El  investigador y crítico de arte Álvaro Medina narra cómo fue la travesía para dar con esta importante pieza. El colombo mexicano Rómulo Rozo no tiene la fama de otros artistas, pero su relevancia es incuestionable. La historia de una búsqueda incansable que tiene un final feliz para el arte.    

Álvaro Medina *
12 de julio de 2008 - 03:08 a. m.

El escultor Rómulo Rozo es el artista más influyente de la historia del arte colombiano, pero su suerte con el gran público ha sido esquiva. Aún hoy carece de renombre, de fisonomía reconocible, incluso de obra, lo cual es una auténtica paradoja. Sólo los especialistas apreciamos sus méritos. 

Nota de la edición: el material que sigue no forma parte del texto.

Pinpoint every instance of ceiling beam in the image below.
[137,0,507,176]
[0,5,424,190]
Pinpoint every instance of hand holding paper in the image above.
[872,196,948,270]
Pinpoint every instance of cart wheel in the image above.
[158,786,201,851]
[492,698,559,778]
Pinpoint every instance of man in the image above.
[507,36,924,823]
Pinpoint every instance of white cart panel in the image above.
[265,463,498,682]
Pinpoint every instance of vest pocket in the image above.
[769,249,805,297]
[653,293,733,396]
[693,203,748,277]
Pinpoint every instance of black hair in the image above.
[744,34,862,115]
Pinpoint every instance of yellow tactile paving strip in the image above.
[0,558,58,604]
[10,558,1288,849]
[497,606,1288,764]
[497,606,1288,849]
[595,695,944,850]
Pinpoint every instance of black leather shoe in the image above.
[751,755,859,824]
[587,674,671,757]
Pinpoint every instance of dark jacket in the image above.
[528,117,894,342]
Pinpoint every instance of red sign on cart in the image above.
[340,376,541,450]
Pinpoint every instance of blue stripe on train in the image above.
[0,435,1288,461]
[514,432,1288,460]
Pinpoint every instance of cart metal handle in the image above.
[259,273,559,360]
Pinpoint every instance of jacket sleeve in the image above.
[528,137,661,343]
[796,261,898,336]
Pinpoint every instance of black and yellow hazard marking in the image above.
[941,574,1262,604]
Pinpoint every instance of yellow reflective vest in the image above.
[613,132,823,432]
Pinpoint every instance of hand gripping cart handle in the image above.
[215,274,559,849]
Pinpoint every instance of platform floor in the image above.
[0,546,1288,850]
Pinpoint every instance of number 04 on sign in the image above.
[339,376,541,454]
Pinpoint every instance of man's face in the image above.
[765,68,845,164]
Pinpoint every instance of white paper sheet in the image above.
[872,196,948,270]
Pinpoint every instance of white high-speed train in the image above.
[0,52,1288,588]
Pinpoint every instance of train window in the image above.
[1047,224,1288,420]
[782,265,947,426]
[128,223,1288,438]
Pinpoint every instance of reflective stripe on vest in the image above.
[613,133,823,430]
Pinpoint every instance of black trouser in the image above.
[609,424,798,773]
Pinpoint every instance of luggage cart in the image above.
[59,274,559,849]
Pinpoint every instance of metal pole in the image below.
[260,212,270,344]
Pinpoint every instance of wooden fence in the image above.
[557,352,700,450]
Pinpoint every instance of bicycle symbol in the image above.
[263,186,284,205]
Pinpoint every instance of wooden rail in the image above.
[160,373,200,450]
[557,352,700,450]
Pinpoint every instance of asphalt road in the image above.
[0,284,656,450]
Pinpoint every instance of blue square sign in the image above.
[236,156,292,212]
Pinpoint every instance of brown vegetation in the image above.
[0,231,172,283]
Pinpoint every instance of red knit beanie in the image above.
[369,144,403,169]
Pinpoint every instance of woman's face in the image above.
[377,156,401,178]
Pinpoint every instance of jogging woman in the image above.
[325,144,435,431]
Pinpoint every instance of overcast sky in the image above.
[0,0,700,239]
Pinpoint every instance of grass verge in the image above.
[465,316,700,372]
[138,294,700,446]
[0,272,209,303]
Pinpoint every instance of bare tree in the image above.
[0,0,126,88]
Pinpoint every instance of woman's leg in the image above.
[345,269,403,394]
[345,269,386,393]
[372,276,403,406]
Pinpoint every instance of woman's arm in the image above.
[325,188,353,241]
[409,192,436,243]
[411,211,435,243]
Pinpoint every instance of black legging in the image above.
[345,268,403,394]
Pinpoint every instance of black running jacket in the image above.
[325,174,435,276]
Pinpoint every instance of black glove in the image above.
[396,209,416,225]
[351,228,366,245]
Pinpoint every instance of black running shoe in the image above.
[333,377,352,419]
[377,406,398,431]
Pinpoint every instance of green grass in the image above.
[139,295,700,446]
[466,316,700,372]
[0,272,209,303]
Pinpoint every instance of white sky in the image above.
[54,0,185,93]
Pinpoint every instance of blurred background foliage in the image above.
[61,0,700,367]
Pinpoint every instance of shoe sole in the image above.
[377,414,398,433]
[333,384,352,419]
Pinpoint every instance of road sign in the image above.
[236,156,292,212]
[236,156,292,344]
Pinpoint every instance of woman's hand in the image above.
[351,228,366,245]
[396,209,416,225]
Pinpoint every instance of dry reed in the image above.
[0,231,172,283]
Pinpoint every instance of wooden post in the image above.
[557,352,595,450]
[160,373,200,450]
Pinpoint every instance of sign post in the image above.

Por iniciativa de la galería Mundo y de su magnífica revista, la Bachué de Rozo está en exhibición en el club El Nogal. Es un granito pulido de un 1,6 m. de alto, el cual ha permanecido los últimos 59 años en una colección privada de Barranquilla. Mi interés en el escultor bogotano, considerado chiquinquireño, comenzó en 1975. Ese año tuvo lugar la tardía exposición de homenaje que Colcultura organizó en la Biblioteca Nacional para conmemorar el décimo aniversario de su muerte en tierra mexicana, acaecida en 1964. Fue la primera exposición de Rozo en Colombia.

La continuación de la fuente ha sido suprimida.